Caraval
7.2
Caraval

livre de Stephanie Garber (2017)

Il me semble temps de revenir sur ma première critique, près de deux ans après ma lecture. "Caraval" a été lu alors que je débutais dans ma profession de libraire jeunesse. Il avait donc des airs novateurs dans le temps, mais depuis, je constate quelques éléments qui aujourd'hui me plaise beaucoup moins et dont j'estime devoir revenir, histoire de rester cohérente avec mon opinion. Ça ne m,arrive pas souvent de devoir refaire mes critiques...bah, il faut une première fois à tout!

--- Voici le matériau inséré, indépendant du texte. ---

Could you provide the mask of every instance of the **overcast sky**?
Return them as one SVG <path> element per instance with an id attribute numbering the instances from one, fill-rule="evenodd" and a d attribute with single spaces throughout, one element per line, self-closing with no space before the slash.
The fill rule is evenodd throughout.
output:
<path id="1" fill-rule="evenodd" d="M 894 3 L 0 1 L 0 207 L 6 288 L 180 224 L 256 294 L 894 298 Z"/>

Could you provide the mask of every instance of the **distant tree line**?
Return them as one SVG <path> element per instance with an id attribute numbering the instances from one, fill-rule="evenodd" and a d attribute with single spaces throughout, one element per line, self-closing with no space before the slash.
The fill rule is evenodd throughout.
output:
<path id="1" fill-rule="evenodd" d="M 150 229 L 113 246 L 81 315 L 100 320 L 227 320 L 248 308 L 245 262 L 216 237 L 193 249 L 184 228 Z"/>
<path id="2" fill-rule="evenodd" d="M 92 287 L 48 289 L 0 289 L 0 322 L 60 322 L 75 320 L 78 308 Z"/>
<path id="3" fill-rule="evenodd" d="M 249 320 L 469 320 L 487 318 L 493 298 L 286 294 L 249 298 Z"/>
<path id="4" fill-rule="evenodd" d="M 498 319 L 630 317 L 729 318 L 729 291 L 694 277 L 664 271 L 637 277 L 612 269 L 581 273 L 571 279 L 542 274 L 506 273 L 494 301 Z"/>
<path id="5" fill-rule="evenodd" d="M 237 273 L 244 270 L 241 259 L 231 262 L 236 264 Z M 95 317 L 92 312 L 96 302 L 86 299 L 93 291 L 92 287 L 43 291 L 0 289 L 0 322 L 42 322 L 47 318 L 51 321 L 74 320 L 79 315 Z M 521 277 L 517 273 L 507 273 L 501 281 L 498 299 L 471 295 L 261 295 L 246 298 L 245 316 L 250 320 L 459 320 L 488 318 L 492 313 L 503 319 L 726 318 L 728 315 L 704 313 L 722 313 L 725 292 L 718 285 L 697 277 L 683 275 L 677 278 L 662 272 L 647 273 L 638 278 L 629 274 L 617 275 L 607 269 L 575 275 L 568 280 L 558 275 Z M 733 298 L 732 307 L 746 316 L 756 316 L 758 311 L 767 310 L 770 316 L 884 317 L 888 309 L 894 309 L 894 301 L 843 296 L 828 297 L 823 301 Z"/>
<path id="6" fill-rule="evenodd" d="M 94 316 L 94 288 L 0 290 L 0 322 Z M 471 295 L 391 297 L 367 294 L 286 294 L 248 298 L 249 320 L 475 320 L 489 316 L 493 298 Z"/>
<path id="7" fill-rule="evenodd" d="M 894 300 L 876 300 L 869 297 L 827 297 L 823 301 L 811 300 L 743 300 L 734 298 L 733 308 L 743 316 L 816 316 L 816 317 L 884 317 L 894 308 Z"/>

Scarlet et sa sœur Donatella sont sous le joug d'un père cruel, qui les obligent à vivre sur leur île selon ses règles. Scarlet tentera à sept reprises de faire venir "Caraval" sur leur île pour sa sœur. Sept ans passent et Scarlet est obligée d'épouser un conte. Légende, maître de Caraval, lui écrit pour les inviter elle, sa sœur et son fiancé à venir sur l'Île où se tiendra leur nouveau jeu. Scarlet tente de convaincre sa sœur d'oublier leur chimère d'enfance, mais à avec l'aide de Julian, un marin excentrique, Donatella fait "kidnapper" son aîné pour enfin échapper à leur père tyrannique et atteindre Caraval. Cette année, après tout, le gagnant du jeu se verra octroyer un vœu. Toutefois, comme le dit Légende: "On fera tout pour que vous soyez transportés, mais garde à vous laissez emporter". Les illusions de Caraval auront-elles raisons de Scarlet?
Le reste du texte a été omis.